Virginia Tech is finalizing an agreement to hire James Franklin as the school’s new head football coach, sources tell Sports Illustrated.
Franklin will replace Brent Pry, who was fired by the Hokies in September after three-plus seasons in Blacksburg. Pry worked under Franklin at both Vanderbilt and Penn State prior to taking over the head coaching role at Virginia Tech in 2022.
Virginia Tech is finalizing an agreement to hire James Franklin as its new head football coach, sources tell @SINow
— Mike McDaniel (@MikeMcDanielSI) November 17, 2025
The hiring of Franklin is monumental for Virginia Tech, and was not something the university could have envisioned after letting Pry go in September after an 0–3 start. Franklin, who went 104–45 in his 12 seasons at Penn State, had the Nittany Lions one possession away from playing for a national championship last January.
Penn State fired Franklin in October after a shocking turn of events that saw the Nittany Lions follow up a double-overtime home defeat to No. 6 Oregon with back-to-back losses against UCLA and Northwestern. The 3–3 start that included two losses to Big Ten bottom feeders forced athletic director Pat Kraft’s hand, as he decided to part ways with Franklin and initiate a buyout of nearly $50 million.

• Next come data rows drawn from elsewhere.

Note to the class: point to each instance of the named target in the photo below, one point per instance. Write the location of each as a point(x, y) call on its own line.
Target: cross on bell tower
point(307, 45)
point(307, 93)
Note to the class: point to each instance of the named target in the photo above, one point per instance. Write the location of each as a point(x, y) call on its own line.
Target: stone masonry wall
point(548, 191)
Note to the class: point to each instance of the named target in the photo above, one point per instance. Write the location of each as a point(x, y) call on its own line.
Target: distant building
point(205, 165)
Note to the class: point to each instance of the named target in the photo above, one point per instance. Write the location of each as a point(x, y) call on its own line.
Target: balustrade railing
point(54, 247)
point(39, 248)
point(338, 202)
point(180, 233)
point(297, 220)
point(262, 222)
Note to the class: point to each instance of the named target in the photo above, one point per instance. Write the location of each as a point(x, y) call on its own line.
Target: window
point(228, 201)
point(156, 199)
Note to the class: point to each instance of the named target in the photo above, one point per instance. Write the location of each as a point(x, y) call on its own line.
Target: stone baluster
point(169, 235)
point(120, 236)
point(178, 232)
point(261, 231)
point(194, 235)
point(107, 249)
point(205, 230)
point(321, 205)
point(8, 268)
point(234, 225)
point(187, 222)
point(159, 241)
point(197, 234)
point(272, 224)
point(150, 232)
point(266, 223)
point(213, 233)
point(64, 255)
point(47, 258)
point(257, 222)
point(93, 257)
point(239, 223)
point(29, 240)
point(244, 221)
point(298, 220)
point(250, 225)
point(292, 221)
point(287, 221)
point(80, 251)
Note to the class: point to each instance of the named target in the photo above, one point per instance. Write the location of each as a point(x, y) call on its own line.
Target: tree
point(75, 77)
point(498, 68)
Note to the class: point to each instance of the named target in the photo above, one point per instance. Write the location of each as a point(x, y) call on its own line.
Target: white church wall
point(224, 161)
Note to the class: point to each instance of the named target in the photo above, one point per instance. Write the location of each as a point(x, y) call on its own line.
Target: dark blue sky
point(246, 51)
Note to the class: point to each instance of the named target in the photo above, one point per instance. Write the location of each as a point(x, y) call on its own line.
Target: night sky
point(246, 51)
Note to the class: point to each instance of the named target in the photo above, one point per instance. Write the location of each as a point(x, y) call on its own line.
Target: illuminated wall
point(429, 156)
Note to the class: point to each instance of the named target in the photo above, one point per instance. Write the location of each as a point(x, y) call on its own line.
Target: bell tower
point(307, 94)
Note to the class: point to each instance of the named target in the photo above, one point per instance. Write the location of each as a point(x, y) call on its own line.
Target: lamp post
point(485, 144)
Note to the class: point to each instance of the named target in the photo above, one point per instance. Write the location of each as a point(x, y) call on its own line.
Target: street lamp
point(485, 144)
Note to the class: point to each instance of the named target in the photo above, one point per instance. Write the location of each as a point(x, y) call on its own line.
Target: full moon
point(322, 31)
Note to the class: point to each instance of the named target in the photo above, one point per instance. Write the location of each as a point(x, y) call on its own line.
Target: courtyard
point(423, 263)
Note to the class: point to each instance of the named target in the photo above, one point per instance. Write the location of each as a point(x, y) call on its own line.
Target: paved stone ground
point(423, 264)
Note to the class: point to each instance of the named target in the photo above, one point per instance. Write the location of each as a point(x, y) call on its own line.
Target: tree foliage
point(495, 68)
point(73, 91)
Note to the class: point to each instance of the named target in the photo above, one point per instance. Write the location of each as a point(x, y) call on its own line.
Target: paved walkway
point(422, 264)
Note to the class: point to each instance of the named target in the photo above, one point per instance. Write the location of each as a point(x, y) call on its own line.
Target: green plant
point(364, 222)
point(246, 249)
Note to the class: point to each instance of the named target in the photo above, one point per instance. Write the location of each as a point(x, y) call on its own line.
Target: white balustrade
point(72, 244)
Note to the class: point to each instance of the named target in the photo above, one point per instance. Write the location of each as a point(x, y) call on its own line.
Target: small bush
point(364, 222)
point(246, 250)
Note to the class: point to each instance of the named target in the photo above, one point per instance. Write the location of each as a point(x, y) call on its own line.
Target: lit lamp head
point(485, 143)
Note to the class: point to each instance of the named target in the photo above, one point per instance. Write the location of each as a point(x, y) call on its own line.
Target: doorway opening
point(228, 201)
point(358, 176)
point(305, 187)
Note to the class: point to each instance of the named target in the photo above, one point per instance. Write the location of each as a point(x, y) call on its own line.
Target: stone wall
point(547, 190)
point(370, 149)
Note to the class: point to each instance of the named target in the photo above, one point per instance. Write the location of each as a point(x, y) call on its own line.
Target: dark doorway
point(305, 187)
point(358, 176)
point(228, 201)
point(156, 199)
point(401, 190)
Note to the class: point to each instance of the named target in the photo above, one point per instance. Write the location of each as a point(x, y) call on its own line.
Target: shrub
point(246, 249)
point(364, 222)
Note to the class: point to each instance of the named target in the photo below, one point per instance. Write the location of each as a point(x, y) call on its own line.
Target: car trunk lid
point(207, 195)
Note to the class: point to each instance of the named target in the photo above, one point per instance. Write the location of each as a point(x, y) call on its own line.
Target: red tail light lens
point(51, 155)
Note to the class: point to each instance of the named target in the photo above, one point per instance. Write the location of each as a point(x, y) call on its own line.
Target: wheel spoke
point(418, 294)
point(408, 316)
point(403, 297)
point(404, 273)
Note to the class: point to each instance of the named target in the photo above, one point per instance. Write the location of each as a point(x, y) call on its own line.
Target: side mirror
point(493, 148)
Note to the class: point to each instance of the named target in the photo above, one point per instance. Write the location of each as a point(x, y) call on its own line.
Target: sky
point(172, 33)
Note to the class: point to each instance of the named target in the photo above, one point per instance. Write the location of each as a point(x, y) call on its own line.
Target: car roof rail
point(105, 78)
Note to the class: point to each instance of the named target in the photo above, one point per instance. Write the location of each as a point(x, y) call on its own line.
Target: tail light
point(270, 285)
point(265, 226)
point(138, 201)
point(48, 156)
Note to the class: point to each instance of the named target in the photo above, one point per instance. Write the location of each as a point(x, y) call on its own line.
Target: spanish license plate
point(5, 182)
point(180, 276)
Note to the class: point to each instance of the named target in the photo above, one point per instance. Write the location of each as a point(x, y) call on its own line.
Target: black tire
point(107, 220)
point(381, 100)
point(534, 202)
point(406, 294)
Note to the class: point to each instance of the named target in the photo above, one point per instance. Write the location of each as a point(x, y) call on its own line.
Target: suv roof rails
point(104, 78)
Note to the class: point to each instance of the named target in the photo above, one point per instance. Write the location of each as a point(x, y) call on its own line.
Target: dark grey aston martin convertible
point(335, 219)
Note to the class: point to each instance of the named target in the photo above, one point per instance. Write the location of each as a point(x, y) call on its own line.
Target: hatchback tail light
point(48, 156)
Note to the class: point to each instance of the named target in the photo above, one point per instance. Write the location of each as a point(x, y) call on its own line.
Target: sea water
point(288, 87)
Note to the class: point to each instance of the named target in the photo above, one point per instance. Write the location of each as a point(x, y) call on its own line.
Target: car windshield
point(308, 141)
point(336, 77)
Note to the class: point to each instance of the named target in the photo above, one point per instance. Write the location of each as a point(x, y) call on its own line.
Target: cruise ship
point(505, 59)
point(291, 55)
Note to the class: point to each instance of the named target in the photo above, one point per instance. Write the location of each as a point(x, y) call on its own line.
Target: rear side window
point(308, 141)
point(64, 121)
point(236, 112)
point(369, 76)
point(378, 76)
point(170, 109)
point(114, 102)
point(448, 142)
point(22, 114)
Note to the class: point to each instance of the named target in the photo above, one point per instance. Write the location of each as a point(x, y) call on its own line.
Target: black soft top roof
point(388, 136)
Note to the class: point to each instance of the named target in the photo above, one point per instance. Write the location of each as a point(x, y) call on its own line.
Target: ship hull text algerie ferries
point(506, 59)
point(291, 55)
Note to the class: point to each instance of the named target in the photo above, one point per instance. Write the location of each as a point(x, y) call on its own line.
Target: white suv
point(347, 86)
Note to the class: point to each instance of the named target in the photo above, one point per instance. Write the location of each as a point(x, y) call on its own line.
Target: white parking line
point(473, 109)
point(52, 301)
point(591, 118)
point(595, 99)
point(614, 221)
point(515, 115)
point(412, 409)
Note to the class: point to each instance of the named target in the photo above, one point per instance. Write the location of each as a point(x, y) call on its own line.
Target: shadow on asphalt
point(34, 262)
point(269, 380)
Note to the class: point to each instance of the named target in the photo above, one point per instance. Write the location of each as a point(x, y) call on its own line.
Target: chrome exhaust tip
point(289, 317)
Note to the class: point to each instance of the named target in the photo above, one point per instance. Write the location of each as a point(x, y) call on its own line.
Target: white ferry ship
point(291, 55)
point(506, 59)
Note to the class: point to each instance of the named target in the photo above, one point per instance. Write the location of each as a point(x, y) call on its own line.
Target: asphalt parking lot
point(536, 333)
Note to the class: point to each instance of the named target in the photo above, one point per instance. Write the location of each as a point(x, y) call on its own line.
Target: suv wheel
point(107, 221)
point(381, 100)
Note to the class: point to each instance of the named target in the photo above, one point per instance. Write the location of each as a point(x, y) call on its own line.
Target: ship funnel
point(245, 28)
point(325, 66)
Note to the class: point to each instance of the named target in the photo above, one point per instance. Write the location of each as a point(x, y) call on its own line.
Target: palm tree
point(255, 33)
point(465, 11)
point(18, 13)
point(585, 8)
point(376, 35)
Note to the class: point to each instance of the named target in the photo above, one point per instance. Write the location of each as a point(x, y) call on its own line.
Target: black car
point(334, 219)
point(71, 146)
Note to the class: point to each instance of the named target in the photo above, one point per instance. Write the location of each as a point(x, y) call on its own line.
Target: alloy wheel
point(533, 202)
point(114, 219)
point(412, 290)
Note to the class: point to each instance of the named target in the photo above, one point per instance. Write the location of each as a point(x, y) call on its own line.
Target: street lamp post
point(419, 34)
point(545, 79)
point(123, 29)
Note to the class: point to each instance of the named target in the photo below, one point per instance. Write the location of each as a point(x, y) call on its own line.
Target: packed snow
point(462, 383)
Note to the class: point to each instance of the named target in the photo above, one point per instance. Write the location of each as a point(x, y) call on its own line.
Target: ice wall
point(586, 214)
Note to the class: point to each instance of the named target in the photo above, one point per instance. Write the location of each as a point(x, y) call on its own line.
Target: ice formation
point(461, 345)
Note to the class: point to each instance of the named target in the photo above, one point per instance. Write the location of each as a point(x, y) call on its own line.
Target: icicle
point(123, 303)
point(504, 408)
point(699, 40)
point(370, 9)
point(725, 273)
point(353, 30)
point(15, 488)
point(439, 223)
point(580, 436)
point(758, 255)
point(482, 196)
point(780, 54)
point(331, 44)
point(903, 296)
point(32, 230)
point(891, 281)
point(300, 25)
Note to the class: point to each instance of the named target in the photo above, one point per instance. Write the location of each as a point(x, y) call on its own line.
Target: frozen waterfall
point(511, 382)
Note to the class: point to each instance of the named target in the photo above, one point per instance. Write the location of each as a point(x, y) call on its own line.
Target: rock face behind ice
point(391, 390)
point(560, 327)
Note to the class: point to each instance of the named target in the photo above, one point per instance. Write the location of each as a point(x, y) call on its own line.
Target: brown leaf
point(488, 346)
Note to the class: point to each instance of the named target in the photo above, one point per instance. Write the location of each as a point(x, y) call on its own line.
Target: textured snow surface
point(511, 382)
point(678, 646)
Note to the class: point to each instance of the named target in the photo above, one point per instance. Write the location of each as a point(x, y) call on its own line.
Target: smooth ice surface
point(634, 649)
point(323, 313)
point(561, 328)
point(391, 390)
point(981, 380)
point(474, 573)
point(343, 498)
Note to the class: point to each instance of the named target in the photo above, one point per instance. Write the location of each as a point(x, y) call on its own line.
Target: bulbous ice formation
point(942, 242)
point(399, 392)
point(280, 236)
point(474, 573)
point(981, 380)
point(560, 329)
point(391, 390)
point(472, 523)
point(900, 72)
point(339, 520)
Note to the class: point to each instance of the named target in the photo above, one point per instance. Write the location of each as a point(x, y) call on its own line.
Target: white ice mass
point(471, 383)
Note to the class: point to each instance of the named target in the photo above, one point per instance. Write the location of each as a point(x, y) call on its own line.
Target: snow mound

Virginia Tech’s search committee reached out to Franklin following his departure from Penn State to gauge his interest in coaching in Blacksburg next season. Talks with Franklin intensified over the last two weeks, sources said, as he quickly ascended to the top of the committee’s list of candidates. In addition to Franklin, Virginia Tech also gauged interest in the job with James Madison’s Bob Chesney, Tulane’s Jon Sumrall, and Minnesota’s P.J. Fleck, among others, in a wide-ranging search.
Franklin compiled six seasons of 10 wins or more at Penn State, with 2024’s trip to the College Football Playoff semifinal serving as the high water mark in the coach’s tenure in Happy Valley. But his 4–21 record against AP top 10 teams and 2–21 mark against teams ranked in the top six turned into the predominant narrative around his time at Penn State – especially towards the end.
Despite his struggles against the nation’s elite, Franklin’s arrival in Blacksburg will be a coup for the Hokies. Virginia Tech has largely struggled to replicate the success that the program saw during the two-plus decade Frank Beamer era in the years following his retirement.
Virginia Tech only has one 10-win season since Beamer retired following the 2015 campaign, and it came in 2016 with Justin Fuente when the Hokies went 10–4 and won the Belk Bowl. Since then, the program has only won more than eight games once (in 2019), and has found itself barely scraping its way to bowl eligibility.
Franklin’s impending arrival puts an exclamation point on the commitment put forth by Virginia Tech’s Board of Visitors, which approved a plan to infuse $229 million into the athletics budget, with much of the money going toward improving the football product ahead of the next expected stage of conference realignment in 2030.